Le grand huit. Abdoulaye Diarra, alias Oxmo Puccino, revient avec un nouvel opus au titre charnel, la Voix lactée. La mélodie du gamin de Danube (Paris XIXe) se pose, comme toujours, avec justesse. Un flow intact: il traverse les modes et les évolutions du rap hexagonal sans crainte ni dégâts. Au fil des treize titres, on ferme les yeux et on s'éloigne «à cheval sur l'impossible» comme il le chante. Le changement est ailleurs. La mélancolie du mec qui a chanté l'Enfant seul est quasi absente. Et les productions ambiancent les corps et les esprits. «L'album est positif, sincère, musicalement accessible: j'ai voulu prendre un maximum de plaisir», argumente l'artiste.
Oxmo Puccino a ouvert les yeux, au milieu des années 70, au Mali, dans la ville de Ségou. Il a posé sa voix, pour la première fois sur le beat, au début des années 90 à Paris. C'est à cette période qu'il a troqué son blaze officiel pour son nom de scène: Oxmo pour le graphisme, Puccino pour son admiration envers les gangsters italiens à la Scorsese. Dans la vie, comme derrière le micro, Abdoulaye Diarra choisit chacun de ses mots avec soin. De temps à autre, on se perd dans ses lyrics: les portes d'accès de son monde ne sont pas toujours accessibles.

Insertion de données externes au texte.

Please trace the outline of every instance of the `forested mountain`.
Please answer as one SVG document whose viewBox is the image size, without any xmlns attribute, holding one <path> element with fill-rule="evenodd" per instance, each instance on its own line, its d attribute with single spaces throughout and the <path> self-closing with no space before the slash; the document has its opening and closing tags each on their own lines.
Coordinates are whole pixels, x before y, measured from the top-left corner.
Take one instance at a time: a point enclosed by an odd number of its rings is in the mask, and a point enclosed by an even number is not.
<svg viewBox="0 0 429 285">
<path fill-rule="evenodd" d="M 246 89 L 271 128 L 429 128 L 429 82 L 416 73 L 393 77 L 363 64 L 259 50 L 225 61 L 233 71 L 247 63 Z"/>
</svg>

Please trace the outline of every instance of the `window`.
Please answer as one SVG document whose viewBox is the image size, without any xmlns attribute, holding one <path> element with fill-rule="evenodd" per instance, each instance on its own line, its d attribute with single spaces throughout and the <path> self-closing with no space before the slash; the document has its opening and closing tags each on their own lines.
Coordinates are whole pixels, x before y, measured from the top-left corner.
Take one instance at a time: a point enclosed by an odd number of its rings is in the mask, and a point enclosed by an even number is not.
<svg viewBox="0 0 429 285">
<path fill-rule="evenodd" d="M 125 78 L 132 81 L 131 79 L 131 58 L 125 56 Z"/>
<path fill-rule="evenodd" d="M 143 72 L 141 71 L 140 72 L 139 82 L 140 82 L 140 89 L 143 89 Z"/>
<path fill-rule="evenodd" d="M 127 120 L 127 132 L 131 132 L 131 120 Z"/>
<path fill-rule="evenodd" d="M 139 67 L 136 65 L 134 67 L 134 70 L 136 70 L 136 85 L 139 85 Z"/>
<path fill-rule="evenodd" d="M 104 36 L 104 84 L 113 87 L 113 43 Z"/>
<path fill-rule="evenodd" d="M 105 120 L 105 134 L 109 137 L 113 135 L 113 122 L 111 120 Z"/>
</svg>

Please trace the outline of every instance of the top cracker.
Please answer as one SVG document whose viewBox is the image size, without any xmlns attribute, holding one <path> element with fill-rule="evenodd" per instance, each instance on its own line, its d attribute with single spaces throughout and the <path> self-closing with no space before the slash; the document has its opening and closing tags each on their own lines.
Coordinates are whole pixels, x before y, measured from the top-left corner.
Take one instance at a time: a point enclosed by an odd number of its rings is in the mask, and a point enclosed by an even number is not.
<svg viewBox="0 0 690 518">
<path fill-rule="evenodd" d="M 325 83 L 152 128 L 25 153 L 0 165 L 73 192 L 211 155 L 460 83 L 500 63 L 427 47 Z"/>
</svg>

Il décrit, «presque tous les jours» son univers sur un bout de feuille: il empile les titres et finalise un scénario pour le cinéma. Selon ses proches, «parfois c'est fatigant lorsqu'il prend la tangente. Il n'est plus avec toi, mais c'est dans ces moments-là qu'il est le plus créatif».
Dans la Voix lactée, Oxmo Puccino, cause simplement du «vivre ensemble». Il replonge dans une période formidable, la France post 98 et les deux pions de Zidane en finale de Coupe du monde. Un temps lointain. Aujourd'hui, on traverse une période qui flirte dangereusement avec les extrêmes. «J'ai toujours abordé le sujet du vivre ensemble dans mes chansons, mes disques. Mais c'est vrai que je n'ai jamais été aussi clair», dit-il sans en faire des caisses. Du style, l'artiste engagé au studio. Sur le bitume, par contre, il vient de mettre au monde une association avec ses deux frangins, l'un dans le basket, l'autre entrepreneur, pour aider les plus jeunes sur la route de leurs ambitions.
Chose rare, Oxmo Puccino, le pacifiste, très loin des bisbilles derrière le mic, règle des comptes dans son album. Le morceau se nomme, le Marteau et la plume. Il débute de cette manière: «La plume est revenue du futur, sûrement, moins indulgente, voir que des râleurs dans le rap ça manque d'intelligence, ignorants.» Un message aux derniers arrivants, et aux autres, ceux qui jugent sa trajectoire, ses choix et sa curiosité musicale. Entre les lignes, Oxmo Puccino met en lumière son passé lumineux et son présent sans fin.